On Wednesday, Philp joined with PNG Prime Minister Jame Marape and the AUSMAT to plan their response to the crisis according to the local needs.
Opposition Calls For More To Be Done
Labor frontbencher Bill Shorten, who has spoken with PNG contacts, said there was a humanitarian disaster unfolding as 400 new cases were recorded there overnight.Shorten said the situation required a response similar to that seen following the 2004 Boxing Day tsunami.
“Just sending a few thousand vaccination kits is not enough,” he told the Nine Network. “If we don’t deal with this disaster right now, we'll be dealing with a much bigger disaster in weeks to come, and we will look back in weeks to come and say we should have done more.”
But according to Australia’s High Commissioner to PNG, the government is not only delivering 8,000 vaccine doses.
Australia has funded additional hospital beds and triage tents and is working with local authorities to make sure they are ready to receive the vaccines—which includes standing up cold-chain facilities to store vaccines as they are distributed.

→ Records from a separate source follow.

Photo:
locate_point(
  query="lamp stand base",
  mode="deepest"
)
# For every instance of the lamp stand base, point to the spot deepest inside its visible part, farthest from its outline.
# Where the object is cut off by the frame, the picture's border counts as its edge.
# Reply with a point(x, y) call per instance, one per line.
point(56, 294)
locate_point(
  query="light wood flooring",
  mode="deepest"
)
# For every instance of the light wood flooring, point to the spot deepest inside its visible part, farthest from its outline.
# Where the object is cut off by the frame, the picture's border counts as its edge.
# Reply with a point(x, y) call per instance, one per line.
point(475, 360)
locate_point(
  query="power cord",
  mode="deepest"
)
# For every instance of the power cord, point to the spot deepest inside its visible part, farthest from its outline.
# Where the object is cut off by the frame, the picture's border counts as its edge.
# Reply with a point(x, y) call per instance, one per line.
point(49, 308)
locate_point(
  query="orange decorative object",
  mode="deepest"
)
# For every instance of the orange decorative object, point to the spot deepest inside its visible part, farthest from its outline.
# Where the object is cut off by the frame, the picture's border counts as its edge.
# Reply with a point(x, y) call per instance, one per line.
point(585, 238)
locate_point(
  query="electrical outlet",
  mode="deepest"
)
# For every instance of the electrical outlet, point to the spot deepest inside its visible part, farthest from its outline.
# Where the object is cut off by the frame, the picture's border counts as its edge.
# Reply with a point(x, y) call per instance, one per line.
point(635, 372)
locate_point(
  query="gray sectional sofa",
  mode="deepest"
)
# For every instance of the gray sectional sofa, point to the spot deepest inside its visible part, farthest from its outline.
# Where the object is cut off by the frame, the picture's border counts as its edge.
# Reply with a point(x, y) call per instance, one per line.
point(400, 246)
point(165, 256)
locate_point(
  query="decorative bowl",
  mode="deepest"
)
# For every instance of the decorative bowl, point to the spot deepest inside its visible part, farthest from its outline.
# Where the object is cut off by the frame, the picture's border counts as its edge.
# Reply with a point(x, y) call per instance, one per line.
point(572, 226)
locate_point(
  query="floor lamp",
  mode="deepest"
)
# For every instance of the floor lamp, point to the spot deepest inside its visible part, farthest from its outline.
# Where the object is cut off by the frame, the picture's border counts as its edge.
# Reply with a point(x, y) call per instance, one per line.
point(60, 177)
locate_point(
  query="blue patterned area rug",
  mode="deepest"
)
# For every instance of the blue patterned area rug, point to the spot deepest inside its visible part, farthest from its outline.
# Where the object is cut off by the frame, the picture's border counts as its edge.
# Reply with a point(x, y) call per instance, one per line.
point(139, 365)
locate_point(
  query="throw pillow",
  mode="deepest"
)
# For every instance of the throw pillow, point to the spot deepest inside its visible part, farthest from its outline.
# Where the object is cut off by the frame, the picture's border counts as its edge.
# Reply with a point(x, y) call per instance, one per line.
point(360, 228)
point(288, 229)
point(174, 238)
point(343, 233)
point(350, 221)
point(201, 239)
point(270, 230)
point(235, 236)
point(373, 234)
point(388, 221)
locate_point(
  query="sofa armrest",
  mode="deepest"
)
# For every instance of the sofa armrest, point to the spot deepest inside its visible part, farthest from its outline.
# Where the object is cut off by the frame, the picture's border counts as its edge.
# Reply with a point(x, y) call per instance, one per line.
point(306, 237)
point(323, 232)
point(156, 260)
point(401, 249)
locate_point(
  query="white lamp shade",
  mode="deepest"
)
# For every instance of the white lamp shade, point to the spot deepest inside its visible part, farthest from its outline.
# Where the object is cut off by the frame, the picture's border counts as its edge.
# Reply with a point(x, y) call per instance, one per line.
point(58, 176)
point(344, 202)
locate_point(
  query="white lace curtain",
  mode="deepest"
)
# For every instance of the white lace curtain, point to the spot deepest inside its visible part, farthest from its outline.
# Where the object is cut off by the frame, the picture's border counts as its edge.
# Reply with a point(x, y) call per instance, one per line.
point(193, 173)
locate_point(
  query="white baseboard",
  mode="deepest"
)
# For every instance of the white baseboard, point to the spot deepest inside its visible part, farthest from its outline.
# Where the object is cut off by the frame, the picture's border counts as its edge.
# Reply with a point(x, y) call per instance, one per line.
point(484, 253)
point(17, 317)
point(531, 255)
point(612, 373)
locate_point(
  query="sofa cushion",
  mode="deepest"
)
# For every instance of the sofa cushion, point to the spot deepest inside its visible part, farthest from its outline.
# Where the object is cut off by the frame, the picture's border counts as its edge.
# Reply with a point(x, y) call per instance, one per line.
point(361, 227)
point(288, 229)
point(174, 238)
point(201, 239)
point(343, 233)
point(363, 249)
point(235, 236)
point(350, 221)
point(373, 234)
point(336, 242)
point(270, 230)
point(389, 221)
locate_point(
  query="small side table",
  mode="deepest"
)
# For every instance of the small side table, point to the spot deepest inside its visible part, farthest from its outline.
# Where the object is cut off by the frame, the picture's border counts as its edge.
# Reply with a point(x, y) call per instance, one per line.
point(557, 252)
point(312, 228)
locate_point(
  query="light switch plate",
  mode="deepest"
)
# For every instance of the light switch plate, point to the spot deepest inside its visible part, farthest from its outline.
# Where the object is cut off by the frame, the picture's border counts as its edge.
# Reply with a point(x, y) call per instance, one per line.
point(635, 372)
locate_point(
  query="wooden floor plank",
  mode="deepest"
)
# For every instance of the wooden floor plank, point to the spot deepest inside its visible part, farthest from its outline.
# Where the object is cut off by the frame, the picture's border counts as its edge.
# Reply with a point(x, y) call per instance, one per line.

Health Minister Greg Hunt told Parliament the government would step up the support for its northern neighbour.
“There is more to come from the national medical stockpile and from our international inventory of vaccines as we push to have those released,” he said.
So far, the PNG government has strengthened its pandemic measures by implementing an isolation strategy that includes ordering pubs, clubs and gaming sites to shut on Wednesday.
The new trading curbs come in addition to tighter internal border controls, bans on large gatherings, school closures, and mask-wearing mandates imposed last week as infections spiked.